Beritahati.com, Jakarta - Penyidik Komisi Pemberantasan Korupsi (KPK), Jumat malam (12/1) resmi menahan Dokter RS Medika Permata Hijau Bimanesh Sutarjo, tersangka kasus dugaan merintangi penyidikan kasus dugaan korupsi e-KTP atas terdakwa Setya Novanto.


“Betul, yang bersangkutan ditahan di Rutan Guntur untuk 20 hari pertama,” kata Juru Bicara KPK Febri Diansyah saat dikonfirmasi wartawan melalui pesan singkat, Jumat (12/1).


Namun bukan hanya Bimanesh, penyidik KPK ternyata juga sudah menangkap mantan kuasa hukum Novanto, Fredrich Yunadi, yang juga dijadikan tersangka dalam kasus ini.

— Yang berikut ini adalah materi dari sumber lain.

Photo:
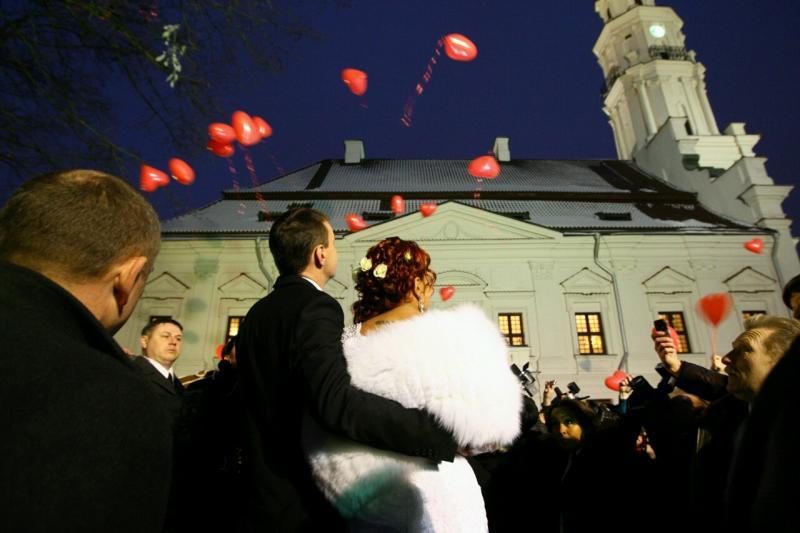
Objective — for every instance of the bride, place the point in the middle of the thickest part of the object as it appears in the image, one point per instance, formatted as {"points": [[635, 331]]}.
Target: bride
{"points": [[452, 363]]}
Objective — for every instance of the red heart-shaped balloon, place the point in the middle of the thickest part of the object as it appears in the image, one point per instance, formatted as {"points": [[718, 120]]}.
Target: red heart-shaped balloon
{"points": [[151, 178], [715, 307], [445, 293], [220, 149], [356, 80], [181, 171], [263, 127], [755, 245], [613, 381], [246, 130], [398, 205], [485, 166], [221, 133], [459, 48], [354, 222], [427, 209]]}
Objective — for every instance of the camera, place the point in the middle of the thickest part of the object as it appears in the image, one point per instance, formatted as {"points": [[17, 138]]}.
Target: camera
{"points": [[525, 378], [573, 388]]}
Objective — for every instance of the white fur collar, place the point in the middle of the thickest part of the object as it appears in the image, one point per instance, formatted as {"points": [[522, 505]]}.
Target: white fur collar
{"points": [[452, 363]]}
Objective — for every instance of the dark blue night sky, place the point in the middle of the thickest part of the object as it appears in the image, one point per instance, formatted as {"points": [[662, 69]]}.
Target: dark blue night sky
{"points": [[535, 80]]}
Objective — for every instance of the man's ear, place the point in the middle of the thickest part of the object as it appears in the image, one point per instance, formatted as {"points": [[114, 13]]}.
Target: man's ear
{"points": [[318, 256], [127, 276]]}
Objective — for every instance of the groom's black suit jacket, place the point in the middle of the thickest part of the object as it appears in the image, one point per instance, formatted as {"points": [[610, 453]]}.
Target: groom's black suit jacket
{"points": [[291, 361]]}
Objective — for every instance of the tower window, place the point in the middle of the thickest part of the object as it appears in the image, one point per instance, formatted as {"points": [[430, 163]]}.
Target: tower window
{"points": [[511, 327], [591, 339], [233, 327]]}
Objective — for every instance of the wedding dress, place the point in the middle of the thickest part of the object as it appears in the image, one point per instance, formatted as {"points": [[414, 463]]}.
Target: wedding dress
{"points": [[451, 363]]}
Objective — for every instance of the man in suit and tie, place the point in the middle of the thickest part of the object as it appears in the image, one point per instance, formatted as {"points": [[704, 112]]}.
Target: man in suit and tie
{"points": [[161, 341], [85, 446], [291, 364]]}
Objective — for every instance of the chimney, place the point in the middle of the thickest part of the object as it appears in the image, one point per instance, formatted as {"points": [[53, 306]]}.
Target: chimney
{"points": [[353, 151], [501, 150]]}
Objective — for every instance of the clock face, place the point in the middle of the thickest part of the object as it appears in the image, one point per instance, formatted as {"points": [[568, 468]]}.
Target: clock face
{"points": [[657, 30]]}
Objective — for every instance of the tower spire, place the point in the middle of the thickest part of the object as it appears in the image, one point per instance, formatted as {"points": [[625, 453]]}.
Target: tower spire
{"points": [[654, 95]]}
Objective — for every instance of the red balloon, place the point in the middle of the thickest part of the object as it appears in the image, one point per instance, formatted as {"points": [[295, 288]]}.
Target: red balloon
{"points": [[354, 222], [181, 171], [151, 178], [221, 133], [398, 204], [754, 245], [613, 381], [445, 293], [263, 127], [459, 48], [356, 80], [427, 209], [245, 128], [220, 149], [485, 166], [715, 307]]}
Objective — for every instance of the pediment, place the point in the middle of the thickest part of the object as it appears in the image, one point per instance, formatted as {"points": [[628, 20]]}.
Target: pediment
{"points": [[459, 278], [668, 281], [242, 286], [751, 280], [585, 281], [454, 222], [165, 285]]}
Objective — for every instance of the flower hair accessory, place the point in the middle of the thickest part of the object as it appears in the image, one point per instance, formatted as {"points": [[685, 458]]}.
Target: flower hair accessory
{"points": [[380, 271]]}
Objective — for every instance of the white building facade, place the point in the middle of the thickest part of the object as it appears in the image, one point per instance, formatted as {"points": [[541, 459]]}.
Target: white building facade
{"points": [[574, 259]]}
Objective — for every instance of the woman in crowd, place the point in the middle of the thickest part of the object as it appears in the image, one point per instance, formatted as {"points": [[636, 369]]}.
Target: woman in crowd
{"points": [[452, 363]]}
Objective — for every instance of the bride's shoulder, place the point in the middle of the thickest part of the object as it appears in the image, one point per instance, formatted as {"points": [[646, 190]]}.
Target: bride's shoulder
{"points": [[351, 331]]}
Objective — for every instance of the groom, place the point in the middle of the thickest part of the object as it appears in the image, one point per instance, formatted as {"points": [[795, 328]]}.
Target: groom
{"points": [[291, 362]]}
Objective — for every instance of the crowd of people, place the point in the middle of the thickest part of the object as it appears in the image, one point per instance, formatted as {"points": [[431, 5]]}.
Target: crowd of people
{"points": [[388, 424]]}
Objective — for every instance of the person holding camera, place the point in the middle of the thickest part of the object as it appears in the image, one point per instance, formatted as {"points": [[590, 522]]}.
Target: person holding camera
{"points": [[595, 449], [720, 473]]}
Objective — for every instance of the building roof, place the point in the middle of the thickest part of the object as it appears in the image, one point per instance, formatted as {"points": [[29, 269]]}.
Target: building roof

Fredrich ditangkap akibat mangkir dari panggilan KPK untuk diperiksa sebagai tersangka.


Dikonfirmasi perihal adanya upaya hukum jemput paksa terhadap Fredrich tersebut, juru bicara KPK Febri Diansyah membenarkannya.


”Penangkapan dilakukan karena yang bersangkutan diduga keras melakukan tindak pidana,” kata Febri. Dalam melakukan penangkapan tersebut, pihak KPK katanya, dibantu oleh aparat kepolisian.” Kami minta bantuan Polri dalam melakukan penangkapan itu,” tandasnya.



Terkait penangkapan Fredrich Yunadi, kuasa hukum Fredrich Sapriyanto Refa juga sudah membenarkannya.


“Ya benar,” kata Sapri ketika dihubungi Jumat (12/01) malam.


Sementara itu, usai tiba di KPK Sabtu (13/01) sekitar pukul 00.11 WIB, Fredrich enggan memberikan komentar banyak ketika dikonfirmasi perihal upaya jemput paksa yang dilakukan terhadapnya.


”Tidak ada komentar,” ucapnya singkat sembari berjalan menuju ruang pemeriksaan.


Diketahui, penyidik KPK resmi menetapkan Fredrich Yunadi dan dr. Bhimanes Sutarjo sebagai tersangka kasus dugaan mencegah, merintangi atau menggagalkan secara langsung atau tidak langsung, penyidikan dugaan tindak pidana korupsi pengadaan e-KTP tahun 2011-2013, atas nama tersangka Setya Novanto.


“KPK meningkatkan status penanganan kasus perkara tersebut, sejalan dengan penetapan dua orang tersebut sebagai tersangka,“ terang Wakil Ketua KPK Basaria Panjaitan, dalam konferensi pers di Jakarta, Rabu (10/1) petang.


Menurutnya, penetapan tersangka ini dilakukan, sebab keduanya berupaya merekayasa sakit yang dialami Novanto, pasca insiden kecelakaan yang dialami Novanto pada Kamis (16/11/2017) lalu.


Usai mendapatkan bukti permulaan yang cukup dan memeriksa sebanyak 35 orang saksi dan ahli dalam penyelidikan kasus ini, maka diputuskan untuk meningkatkan status keduanya sebagai tersangka.


Atas perbuatannya, baik Fredrich Yunadi maupun Bhimanes, disangka melanggar Pasal 21 UU No. 31 Tahun 1999 sebagaimana diubah dengan UU No.20 Tahun 2011 tentang Pemberantasan Tindak Pidana Korupsi, Juncto Pasal 55 ayat 1 ke-1 KUHP Pidana. Sementara itu, atas pasal yang disangkakan, keduanya terancam hukuman maksimal 12 tahun penjara.